Retail inflation moved up for the fifth consecutive month to 10.91 per cent in February —remaining in the double-digit terrain for third month in a row — on account of higher prices of vegetables, edible oil, cereals and protein-based items.

It was 10.79 per cent in January. The inflation crossed doubled digit mark in December at 10.56 per cent, against 9.90 per cent in November.The vegetables basket in February recorded the highest inflation of 21.29 per cent among all the constituents that make the Consumer Price Index (CPI), according to the data released on Tuesday.

That was followed by cereals wherein inflation was 17.04 per cent.

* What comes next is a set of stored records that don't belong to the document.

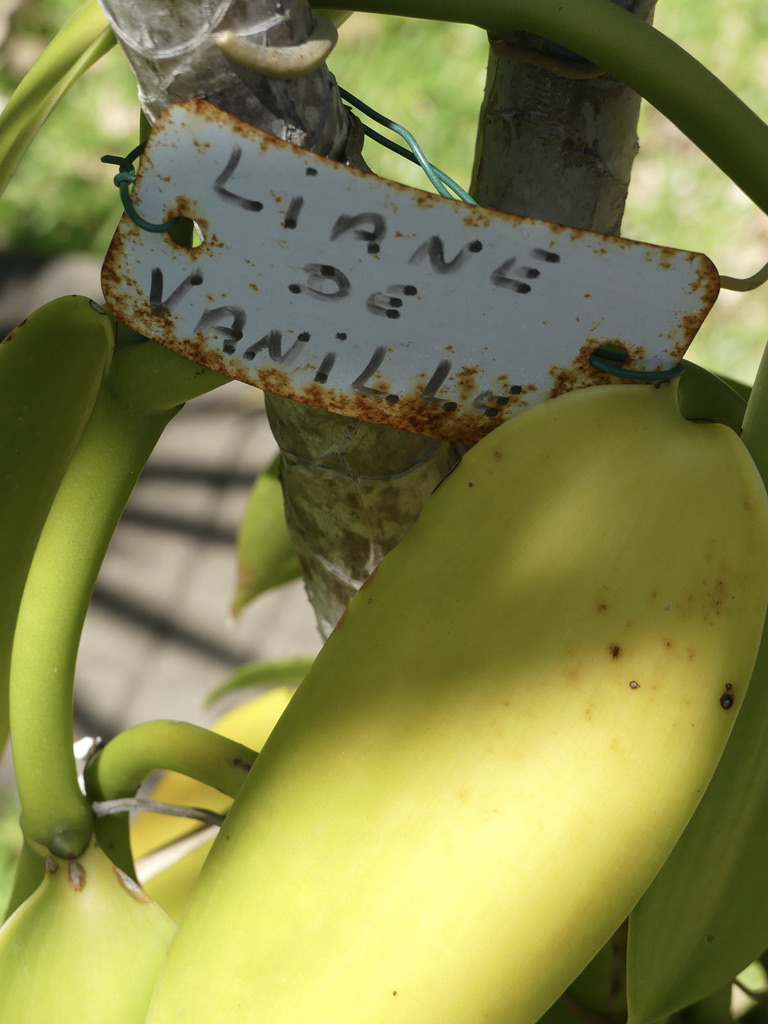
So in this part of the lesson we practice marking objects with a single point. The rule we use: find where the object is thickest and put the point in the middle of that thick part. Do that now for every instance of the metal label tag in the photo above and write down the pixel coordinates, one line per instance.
(361, 296)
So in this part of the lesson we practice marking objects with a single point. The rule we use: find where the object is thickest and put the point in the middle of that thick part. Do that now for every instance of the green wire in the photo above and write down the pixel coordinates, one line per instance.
(438, 178)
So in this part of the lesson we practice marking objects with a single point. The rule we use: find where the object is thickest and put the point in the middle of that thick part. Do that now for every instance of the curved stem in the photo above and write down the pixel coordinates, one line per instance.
(719, 123)
(120, 767)
(30, 872)
(144, 388)
(755, 427)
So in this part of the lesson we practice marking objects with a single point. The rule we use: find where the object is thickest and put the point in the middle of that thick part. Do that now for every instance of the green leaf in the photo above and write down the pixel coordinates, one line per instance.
(265, 553)
(84, 39)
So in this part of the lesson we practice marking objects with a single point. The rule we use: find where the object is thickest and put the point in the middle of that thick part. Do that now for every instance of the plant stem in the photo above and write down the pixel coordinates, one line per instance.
(145, 387)
(120, 767)
(717, 121)
(755, 429)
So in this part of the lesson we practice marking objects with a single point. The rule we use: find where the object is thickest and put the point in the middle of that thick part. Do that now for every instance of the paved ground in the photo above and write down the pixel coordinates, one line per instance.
(159, 636)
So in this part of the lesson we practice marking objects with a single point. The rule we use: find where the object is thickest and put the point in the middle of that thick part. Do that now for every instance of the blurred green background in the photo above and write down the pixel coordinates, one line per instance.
(430, 78)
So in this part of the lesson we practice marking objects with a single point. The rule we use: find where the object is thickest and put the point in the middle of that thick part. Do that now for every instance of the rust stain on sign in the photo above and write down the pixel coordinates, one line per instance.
(369, 298)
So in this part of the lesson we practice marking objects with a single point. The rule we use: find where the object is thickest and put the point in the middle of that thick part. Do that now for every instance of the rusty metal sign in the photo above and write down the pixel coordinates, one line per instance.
(352, 293)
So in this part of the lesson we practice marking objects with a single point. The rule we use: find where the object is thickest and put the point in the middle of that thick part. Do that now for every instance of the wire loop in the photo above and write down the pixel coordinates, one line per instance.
(124, 179)
(608, 361)
(438, 178)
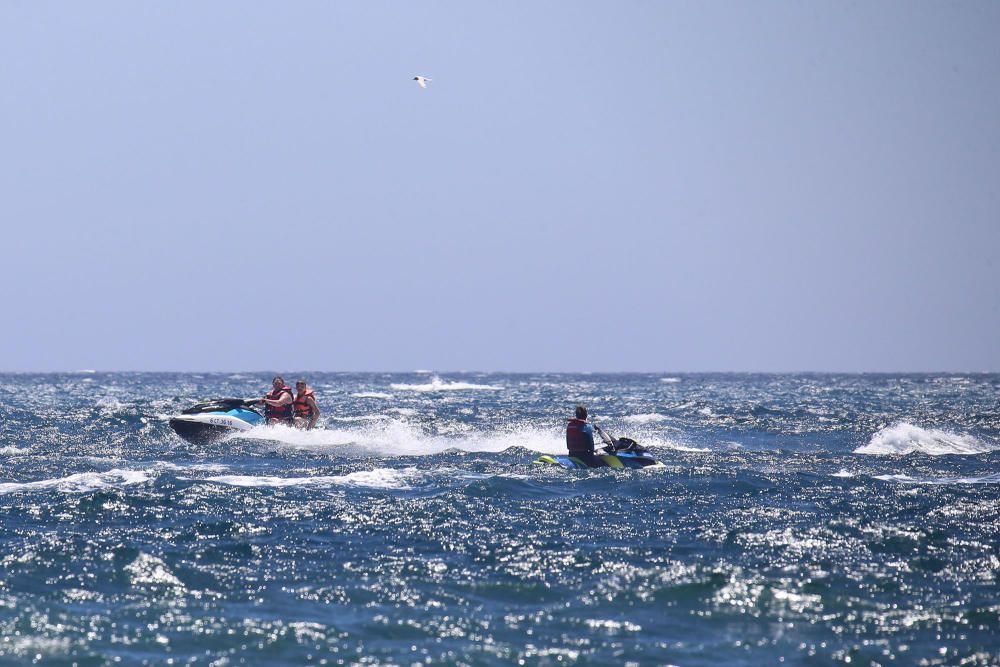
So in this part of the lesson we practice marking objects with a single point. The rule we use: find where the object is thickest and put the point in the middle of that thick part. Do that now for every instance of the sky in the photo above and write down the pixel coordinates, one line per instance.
(583, 186)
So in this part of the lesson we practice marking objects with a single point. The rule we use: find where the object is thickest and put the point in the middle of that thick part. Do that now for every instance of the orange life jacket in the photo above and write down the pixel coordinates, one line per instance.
(302, 407)
(281, 413)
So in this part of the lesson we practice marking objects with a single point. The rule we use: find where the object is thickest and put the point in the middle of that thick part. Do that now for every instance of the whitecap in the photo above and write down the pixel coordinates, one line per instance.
(904, 438)
(907, 479)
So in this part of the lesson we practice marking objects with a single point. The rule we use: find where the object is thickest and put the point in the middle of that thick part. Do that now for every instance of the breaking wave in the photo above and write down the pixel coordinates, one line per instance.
(904, 438)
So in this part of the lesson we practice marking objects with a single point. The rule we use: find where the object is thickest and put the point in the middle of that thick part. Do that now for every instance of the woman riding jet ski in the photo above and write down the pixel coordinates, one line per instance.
(213, 420)
(619, 453)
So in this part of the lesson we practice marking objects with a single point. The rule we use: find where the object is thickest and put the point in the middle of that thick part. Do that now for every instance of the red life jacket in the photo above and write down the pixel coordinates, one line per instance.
(281, 413)
(302, 407)
(578, 439)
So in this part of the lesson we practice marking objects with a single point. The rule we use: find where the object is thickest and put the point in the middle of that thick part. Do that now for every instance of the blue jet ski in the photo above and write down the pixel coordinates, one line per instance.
(210, 421)
(618, 453)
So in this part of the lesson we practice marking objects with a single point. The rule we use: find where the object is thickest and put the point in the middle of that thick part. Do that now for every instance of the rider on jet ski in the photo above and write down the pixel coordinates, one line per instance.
(580, 439)
(278, 407)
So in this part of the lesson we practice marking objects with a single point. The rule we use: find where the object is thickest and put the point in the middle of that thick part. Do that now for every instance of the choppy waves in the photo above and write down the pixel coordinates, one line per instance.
(904, 438)
(789, 523)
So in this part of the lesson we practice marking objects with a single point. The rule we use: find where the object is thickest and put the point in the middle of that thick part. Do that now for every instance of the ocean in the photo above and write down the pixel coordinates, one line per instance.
(806, 519)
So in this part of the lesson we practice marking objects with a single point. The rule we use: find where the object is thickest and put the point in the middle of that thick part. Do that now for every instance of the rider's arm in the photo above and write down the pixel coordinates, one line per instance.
(315, 414)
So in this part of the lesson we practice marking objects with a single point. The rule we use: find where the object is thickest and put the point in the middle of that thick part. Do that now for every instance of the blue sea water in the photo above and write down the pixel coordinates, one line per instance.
(798, 519)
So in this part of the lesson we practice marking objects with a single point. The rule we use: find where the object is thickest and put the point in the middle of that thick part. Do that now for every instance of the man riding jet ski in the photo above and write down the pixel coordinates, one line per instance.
(213, 420)
(619, 453)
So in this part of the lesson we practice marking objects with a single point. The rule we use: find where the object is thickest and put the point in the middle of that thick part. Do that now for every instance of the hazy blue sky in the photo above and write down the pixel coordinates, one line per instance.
(673, 186)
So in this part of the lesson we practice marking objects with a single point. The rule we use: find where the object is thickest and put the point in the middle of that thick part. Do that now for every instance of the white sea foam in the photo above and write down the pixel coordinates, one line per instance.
(437, 384)
(648, 418)
(907, 479)
(399, 437)
(904, 438)
(380, 478)
(81, 482)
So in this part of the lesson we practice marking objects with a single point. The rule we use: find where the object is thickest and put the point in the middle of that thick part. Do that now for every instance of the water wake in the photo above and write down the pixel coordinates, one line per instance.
(904, 438)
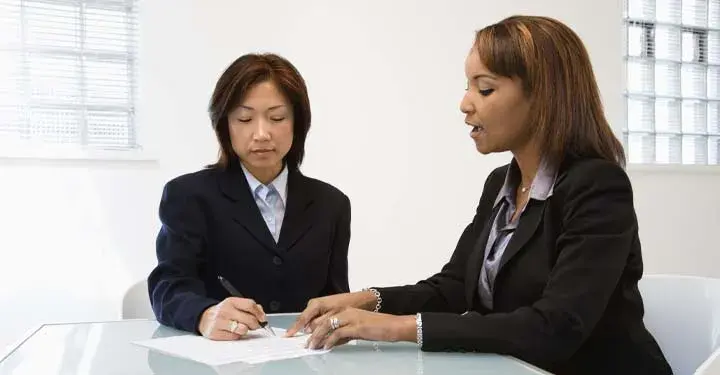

Egg, meat and fish became costlier by 15.72 per cent during the month. Inflation in oils and fats segment stood at 14.56 per cent.

Besides, pulses became dearer by 12.39 per cent and sugar turned more expensive by 12.10 per cent on an annual basis.

Clothing and footwear witnessed 10.87 per cent increase in prices during the month.In urban areas, retail inflation rose to 10.84 per cent in February from 10.73 per cent in the previous month. The CPI for rural population increased to 11.01 per cent during the month from 10.88 per cent in January.

The data for wholesale price index (WPI)-based inflation is expected on Thursday. The WPI figures for January stood at 6.62 per cent, much higher than the Reserve Bank of India's comfort level of 5-6 per cent. The Reserve Bank of India (RBI) is scheduled to announce mid-quarter review of monetary policy next week.

It is widely expected that the central bank will further ease the policy to boost economic growth which touched a decade low of 4.5 per cent in the third quarter of the current fiscal.

In its monetary policy last month, RBI had slashed the key interest rates by 0.25 per cent and released Rs 18,000 crore additional liquidity into the system to perk up growth through reduced cost of borrowing.

The Reserve Bank of India (RBI) has forecast the March-end wholesale price index inflation to be 6.8 per cent.


INDUSTRIAL OUTPUT REVERSES TWO-MONTH DECLINE, GROWS 2.4% IN JANUARY

After declining for two months in a row, industrial output in January grew by 2.4 per cent, showing signs of recovery on account of better performance of manufacturing and power sectors even as pressure mounted on RBI to cut interest rates to spur growth. Not impressed by fragile indications of recovery, Finance Ministry and India Inc sought to impress upon the Reserve Bank to lower interest rates next week to boost industrial growth.

The factory output, as measured by the Index of Industrial Production (IIP) had grown by 1 per cent in January, 2012. It had contracted by 0.8 per cent in November and 0.5 per cent in December.

As per the IIP data, the industrial production has recorded an increase of 1 per cent during the 10-month period (April-January 2012-13), down from 3.4 per cent in the same period of 2011-12.

Meanwhile, the decline in industrial output for December 2012 has been revised slightly upward to 0.5 per cent from a contraction of 0.6 per cent as per provisional estimates released last month. According to the data, manufacturing sector, which constitutes over 75 per cent of the index, grew by 2.7 per cent in January, as against 1.1 per cent in the same month of 2012.

Growth in the output of the key sector remained low at 0.9 per cent in the April-January period this fiscal, as against 3.7 per cent in the same period in 2011-12.

Power generation has increased by 6.4 per cent in January compared to 3.2 per cent growth in January, 2012.The mining output in January this year contracted by 2.9 per cent, compared to a decline in production by 2.1 per cent in the same month in 2012.